The program snaked onto computers by asking them whether there was already a copy of the program running. If the computer responded "no," then the worm would copy itself onto the computer. Morris wanted to avoid infecting the same machine multiple times, so the program could slip onto more computers before drawing unwanted attention. If a computer responded "yes" to the question, the worm would only duplicate itself and install another copy every one in 7 times.
However, things quickly got out of hand. The program spread quicker than Morris anticipated and his “1 in 7 safeguard” proved to be ineffective. Computers all around the globe were quickly installing hundreds and hundreds of copies in an endless loop, eventually overwhelming them through masses of unnecessary processing.
By the morning of November 3, an estimated 10 percent of the world’s Internet-connected computers were down. MIT’s computers were hit first and hardest, but the worm quickly spread throughout the US, with reports of it reaching as far as Europe and Australia.
Needless to say, even at a time when there were just 60,000 computers, this cost a lot of cash. Estimates of the damage vary massively, but figures started at $100,000 and go upward to tens of millions.
News spread quickly that was the work of Russian hackers – after all, the Cold War was still clinging on. The papers and cable news channels lapped the story up, not least because Morris’s father was a senior figure in the computer security arm of the National Security Agency (NSA).
After the panic and confusion fizzled out, Morris was caught and charged under the Computer Fraud and Abuse Act. He pleaded "not guilty" – but the jury thought otherwise, sentencing him to three years of probation, 400 hours of community service, and a fine of $10,050.
In 1990, just after his sentencing, the New York Times wrote: “It did scare the wits out a lot of people who run computer systems.”

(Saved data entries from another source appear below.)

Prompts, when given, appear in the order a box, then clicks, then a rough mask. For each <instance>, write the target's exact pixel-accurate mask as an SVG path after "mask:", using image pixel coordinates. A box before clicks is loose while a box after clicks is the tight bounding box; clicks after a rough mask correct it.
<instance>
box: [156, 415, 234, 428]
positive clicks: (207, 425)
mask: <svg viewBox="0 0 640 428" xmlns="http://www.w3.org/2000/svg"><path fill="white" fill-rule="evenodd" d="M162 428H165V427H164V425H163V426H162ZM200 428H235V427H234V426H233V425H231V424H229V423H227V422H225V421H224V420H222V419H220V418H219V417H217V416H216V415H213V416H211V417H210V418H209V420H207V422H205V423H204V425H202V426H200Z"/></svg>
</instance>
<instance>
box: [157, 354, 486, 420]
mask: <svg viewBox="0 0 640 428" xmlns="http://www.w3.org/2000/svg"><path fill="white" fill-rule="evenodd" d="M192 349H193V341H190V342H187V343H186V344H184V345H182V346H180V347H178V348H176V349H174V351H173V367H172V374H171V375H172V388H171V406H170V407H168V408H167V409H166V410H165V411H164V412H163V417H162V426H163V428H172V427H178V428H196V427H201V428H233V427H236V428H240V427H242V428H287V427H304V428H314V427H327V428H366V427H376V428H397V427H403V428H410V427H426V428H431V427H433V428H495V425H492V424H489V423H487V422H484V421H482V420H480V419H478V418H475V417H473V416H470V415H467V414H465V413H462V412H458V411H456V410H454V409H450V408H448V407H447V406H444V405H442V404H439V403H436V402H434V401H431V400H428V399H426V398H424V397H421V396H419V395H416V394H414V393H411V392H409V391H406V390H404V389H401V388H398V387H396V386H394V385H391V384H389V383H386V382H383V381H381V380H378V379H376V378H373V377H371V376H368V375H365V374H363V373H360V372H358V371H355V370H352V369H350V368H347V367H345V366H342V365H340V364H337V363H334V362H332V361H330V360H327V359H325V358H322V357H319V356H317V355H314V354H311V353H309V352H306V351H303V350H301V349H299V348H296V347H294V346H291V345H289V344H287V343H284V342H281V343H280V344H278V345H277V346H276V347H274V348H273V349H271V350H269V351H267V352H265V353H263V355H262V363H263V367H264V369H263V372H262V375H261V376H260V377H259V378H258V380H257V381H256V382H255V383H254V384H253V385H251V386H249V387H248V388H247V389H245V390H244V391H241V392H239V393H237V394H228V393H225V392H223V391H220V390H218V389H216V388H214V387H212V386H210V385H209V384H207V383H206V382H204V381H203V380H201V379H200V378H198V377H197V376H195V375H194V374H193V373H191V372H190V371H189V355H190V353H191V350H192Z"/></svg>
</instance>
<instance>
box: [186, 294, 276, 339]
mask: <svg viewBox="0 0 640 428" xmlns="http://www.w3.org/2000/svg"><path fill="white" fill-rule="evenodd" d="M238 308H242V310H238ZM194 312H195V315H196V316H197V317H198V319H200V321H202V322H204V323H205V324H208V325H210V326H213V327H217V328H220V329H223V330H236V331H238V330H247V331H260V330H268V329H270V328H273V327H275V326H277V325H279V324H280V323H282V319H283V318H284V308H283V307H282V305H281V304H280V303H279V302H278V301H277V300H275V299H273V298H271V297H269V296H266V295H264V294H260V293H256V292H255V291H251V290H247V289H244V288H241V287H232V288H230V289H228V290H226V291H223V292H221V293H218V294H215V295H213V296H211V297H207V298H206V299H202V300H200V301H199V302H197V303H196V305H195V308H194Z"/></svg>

If anything, that's an understatement. By the end of November 1988, DARPA had put forward funding for the Computer Emergency Response Team in direct response to the Morris Worm. From here on out, the Internet was no longer viewed as a placid network of wires – it was a network of ungoverned alleys filled with shady people and open doors.
“This was not a simple act of trespass analogous to wandering through someone’s unlocked house without permission but with no intent to cause damage. A more apt analogy would be the driving of a golf cart on a rainy day through most houses in a neighborhood,” the Cornell Commission report concluded in 1989.
The original version of this article was published in January 2018.